Skip site navigation (1) Skip section navigation (2)

Re: TB-sized databases

From: Simon Riggs <simon(at)2ndquadrant(dot)com>
To: Russell Smith <mr-russ(at)pws(dot)com(dot)au>
Cc: pgsql-performance <pgsql-performance(at)postgresql(dot)org>
Subject: Re: TB-sized databases
Date: 2007-11-30 08:40:19
Message-ID: 1196412019.4246.1476.camel@ebony.site (view raw or flat)
Thread:
Lists: pgsql-performance
On Fri, 2007-11-30 at 17:41 +1100, Russell Smith wrote:
> Simon Riggs wrote:
> > On Tue, 2007-11-27 at 18:06 -0500, Pablo Alcaraz wrote:
> >   
> >> Simon Riggs wrote:
> >>     
> >>> All of those responses have cooked up quite a few topics into one. Large
> >>> databases might mean text warehouses, XML message stores, relational
> >>> archives and fact-based business data warehouses.
> >>>
> >>> The main thing is that TB-sized databases are performance critical. So
> >>> it all depends upon your workload really as to how well PostgreSQL, or
> >>> another other RDBMS vendor can handle them.
> >>>
> >>>
> >>> Anyway, my reason for replying to this thread is that I'm planning
> >>> changes for PostgreSQL 8.4+ that will make allow us to get bigger and
> >>> faster databases. If anybody has specific concerns then I'd like to hear
> >>> them so I can consider those things in the planning stages
> >>>       
> >> it would be nice to do something with selects so we can recover a rowset 
> >> on huge tables using a criteria with indexes without fall running a full 
> >> scan.
> >>
> >> In my opinion, by definition, a huge database sooner or later will have 
> >> tables far bigger than RAM available (same for their indexes). I think 
> >> the queries need to be solved using indexes enough smart to be fast on disk.
> >>     
> >
> > OK, I agree with this one. 
> >
> > I'd thought that index-only plans were only for OLTP, but now I see they
> > can also make a big difference with DW queries.
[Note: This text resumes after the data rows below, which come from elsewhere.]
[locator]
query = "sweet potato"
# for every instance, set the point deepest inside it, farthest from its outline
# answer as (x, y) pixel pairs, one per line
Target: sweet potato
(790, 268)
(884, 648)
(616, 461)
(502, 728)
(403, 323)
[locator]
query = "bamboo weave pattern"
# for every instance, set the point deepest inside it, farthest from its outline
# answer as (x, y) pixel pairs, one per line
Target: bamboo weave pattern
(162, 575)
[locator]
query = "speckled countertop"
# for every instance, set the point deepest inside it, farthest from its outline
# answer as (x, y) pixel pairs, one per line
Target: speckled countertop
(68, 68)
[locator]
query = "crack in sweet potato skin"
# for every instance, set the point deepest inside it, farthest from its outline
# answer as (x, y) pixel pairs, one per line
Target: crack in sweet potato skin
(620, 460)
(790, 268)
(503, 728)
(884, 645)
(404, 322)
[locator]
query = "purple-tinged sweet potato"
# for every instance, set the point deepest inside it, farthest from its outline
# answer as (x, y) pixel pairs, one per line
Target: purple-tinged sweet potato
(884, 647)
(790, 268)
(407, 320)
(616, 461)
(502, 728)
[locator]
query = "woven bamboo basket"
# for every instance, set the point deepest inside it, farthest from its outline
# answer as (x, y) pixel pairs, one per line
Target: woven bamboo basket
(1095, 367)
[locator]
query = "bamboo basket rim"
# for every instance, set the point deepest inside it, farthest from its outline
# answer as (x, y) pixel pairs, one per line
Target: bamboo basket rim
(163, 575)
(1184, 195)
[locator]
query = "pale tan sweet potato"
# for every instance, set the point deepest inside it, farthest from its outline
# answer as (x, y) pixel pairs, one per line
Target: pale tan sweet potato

So I'm very interested
> > in this area now.
> >
> >   
> If that's true, then you want to get behind the work Gokulakannan 
> Somasundaram 
> (http://archives.postgresql.org/pgsql-hackers/2007-10/msg00220.php) has 
> done with relation to thick indexes.  I would have thought that concept 
> particularly useful in DW.  Only having to scan indexes on a number of 
> join tables would be a huge win for some of these types of queries.

Hmm, well I proposed that in Jan/Feb, but I'm sure others have also.

I don't think its practical to add visibility information to *all*
indexes, but I like Heikki's Visibility Map proposal much better.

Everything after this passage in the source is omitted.